The war always comes home—domestic violence, police violence,
economic fallout with its attendant underground economy. In the
Twin Cities we have Alliant Techsystems Corporation with their depleted
uranium war profits and employees. “The Kosovo War has been
very profitable for us,” CEO Paul David Miller announced in
2000. Miller made $16.8-million in 2002. Patrick Nauheimer, a career
Marine from St. Louis Park, died in 1995 of virulent leukemia at
age 31 after being sent to Kuwait to clean up U.S. war debris. His
family believes he was contaminated by highly radioactive war waste.
Two and one-half million jobs have disappeared under Bush II. Huge
income disparities at home, trashing the Bill of Rights for corporate
security, a fear-&-revenge based national policy—we have
soldiers in 150 countries and we’re losing our freedom.
We need nurses and teachers and a living wage so we can pay each
other.
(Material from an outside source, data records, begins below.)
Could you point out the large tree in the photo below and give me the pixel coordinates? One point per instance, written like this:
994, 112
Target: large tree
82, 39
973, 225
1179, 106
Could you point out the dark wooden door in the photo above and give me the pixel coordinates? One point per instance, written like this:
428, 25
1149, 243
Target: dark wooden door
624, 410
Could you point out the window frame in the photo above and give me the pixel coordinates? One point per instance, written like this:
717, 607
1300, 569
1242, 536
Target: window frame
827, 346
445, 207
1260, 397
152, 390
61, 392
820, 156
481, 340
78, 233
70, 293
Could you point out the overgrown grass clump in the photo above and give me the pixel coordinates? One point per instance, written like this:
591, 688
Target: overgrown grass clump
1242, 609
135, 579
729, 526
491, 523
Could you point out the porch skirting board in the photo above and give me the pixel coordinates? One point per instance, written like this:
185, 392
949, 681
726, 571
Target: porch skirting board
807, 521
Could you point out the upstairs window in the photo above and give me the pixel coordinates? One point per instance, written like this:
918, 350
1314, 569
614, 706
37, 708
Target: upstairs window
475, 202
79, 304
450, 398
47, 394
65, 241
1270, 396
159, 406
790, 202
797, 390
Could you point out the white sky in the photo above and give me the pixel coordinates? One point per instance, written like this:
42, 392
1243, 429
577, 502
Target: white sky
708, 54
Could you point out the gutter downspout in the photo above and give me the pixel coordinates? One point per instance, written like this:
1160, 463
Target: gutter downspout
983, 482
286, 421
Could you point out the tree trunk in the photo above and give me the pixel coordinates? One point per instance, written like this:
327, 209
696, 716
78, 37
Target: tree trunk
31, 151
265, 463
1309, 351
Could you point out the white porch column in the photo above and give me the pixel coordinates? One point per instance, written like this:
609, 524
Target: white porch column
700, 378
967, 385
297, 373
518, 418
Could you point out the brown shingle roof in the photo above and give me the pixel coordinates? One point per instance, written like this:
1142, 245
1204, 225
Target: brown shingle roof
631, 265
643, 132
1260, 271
Instead we have soldiers all over the globe and guns in suburban
high schools. If war worked it would have worked by now. I come
down on manufacturing depleted uranium bullets and shells, and on
soldiering, because it’s bad for the soul of the nation. One
Iraqi vet home on leave told his mother his job is to burn Iraqi
bodies. You don’t want anybody you love to live with that.